By then, (late October) the weather had turned, and the air was chilly and damp, the skies were turning silver and looking opaque But, many of the trees had dropped their leaves and the hills revealed their violet secrets; all kinds! Blue violet, pink, yellowish, and deep reds too. Delicious!

Autumn isn't the easiest time of year to work as a painter, at least until the trees are thread bare. Otherwise, it can be messy with melodrama. The orange and red leaves tend to quickly become sentimental, and they demand too much attention. 

This is a tiny painting! But it packs a punch as we say in Cincinnati! It is mysterious and there is almost nothing in it to explain how it was painted. I really like that in a picture. It is so simplified that one can barely discern the transition from the very first plane (at the bottom) to the 'red field' just above it. Then the line of trees runs across the whole painting to indicate the firmament of earth upon which we all inhabit. It is the ground of Winter which has yet to come. Then, a bluish atmosphere of light separates it from the violet hills.
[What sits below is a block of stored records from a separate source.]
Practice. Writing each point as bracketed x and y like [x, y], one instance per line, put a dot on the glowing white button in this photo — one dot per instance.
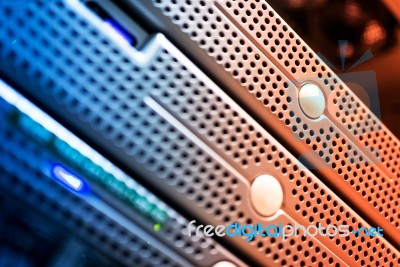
[224, 264]
[312, 100]
[266, 195]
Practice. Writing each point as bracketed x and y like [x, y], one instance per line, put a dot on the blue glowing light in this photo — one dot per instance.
[120, 31]
[68, 179]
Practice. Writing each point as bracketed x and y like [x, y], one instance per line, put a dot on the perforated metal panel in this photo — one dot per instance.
[200, 250]
[22, 177]
[349, 145]
[168, 121]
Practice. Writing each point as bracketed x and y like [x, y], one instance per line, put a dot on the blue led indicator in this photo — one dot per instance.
[68, 179]
[121, 31]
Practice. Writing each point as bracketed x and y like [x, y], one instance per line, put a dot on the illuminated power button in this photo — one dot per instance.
[224, 264]
[266, 195]
[312, 100]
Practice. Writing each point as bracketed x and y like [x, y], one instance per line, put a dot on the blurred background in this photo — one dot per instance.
[355, 36]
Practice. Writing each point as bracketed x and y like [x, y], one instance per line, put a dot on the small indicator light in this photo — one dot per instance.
[68, 179]
[157, 227]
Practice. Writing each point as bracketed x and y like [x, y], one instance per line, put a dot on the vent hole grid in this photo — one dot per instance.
[245, 75]
[85, 101]
[355, 154]
[349, 152]
[206, 104]
[125, 246]
[274, 33]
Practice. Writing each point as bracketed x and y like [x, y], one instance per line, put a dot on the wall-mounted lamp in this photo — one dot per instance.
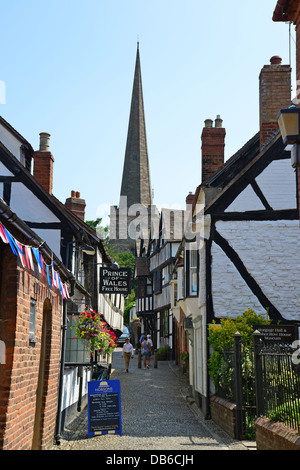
[87, 249]
[289, 125]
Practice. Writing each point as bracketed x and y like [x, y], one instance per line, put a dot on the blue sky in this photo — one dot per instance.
[68, 69]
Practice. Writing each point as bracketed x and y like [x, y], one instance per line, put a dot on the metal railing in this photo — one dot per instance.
[262, 380]
[277, 380]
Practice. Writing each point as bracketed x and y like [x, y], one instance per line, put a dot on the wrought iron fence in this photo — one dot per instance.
[262, 380]
[277, 383]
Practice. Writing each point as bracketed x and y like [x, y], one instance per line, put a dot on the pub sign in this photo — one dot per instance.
[115, 281]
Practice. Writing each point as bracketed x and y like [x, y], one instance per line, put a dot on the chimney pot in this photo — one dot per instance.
[213, 146]
[208, 122]
[274, 94]
[44, 142]
[218, 121]
[276, 60]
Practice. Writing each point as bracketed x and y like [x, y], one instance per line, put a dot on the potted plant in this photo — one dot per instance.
[184, 356]
[91, 329]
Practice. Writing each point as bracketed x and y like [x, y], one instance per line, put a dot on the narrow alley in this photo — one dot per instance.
[157, 414]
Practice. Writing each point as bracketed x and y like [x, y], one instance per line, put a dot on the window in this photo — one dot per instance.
[76, 350]
[157, 282]
[32, 320]
[164, 323]
[193, 272]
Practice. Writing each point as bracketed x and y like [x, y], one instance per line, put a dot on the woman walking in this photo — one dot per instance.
[146, 351]
[127, 352]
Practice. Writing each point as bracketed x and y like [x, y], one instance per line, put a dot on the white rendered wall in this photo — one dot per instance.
[270, 253]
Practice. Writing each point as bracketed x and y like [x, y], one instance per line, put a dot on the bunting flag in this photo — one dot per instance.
[3, 234]
[48, 275]
[24, 252]
[21, 253]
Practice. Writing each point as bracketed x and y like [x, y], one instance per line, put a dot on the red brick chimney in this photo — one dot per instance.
[213, 145]
[43, 163]
[76, 204]
[274, 94]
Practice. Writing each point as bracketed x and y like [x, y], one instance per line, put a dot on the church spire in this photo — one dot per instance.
[136, 175]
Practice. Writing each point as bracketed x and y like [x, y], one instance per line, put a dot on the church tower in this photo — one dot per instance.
[136, 189]
[136, 175]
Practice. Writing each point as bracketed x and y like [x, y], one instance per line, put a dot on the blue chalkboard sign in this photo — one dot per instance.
[104, 408]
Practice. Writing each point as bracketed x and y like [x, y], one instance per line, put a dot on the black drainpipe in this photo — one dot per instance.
[61, 378]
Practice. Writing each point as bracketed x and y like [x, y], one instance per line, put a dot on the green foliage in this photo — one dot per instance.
[285, 412]
[221, 338]
[164, 349]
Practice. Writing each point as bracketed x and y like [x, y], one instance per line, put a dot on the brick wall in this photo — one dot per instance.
[43, 169]
[19, 377]
[223, 413]
[213, 147]
[275, 436]
[274, 94]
It is a short, simple impression of that moment when I painted it, a feeling of (and for) the landscape at that very moment, on that particular day in the Drôme.
 
This will sound terribly corny, but I am so happy that I painted this picture. From the distance of now almost three years, it is easy to forget the awful angst of being there at that moment in the cold chilly air, feeling that one can never really capture a scene such as this. But here it is.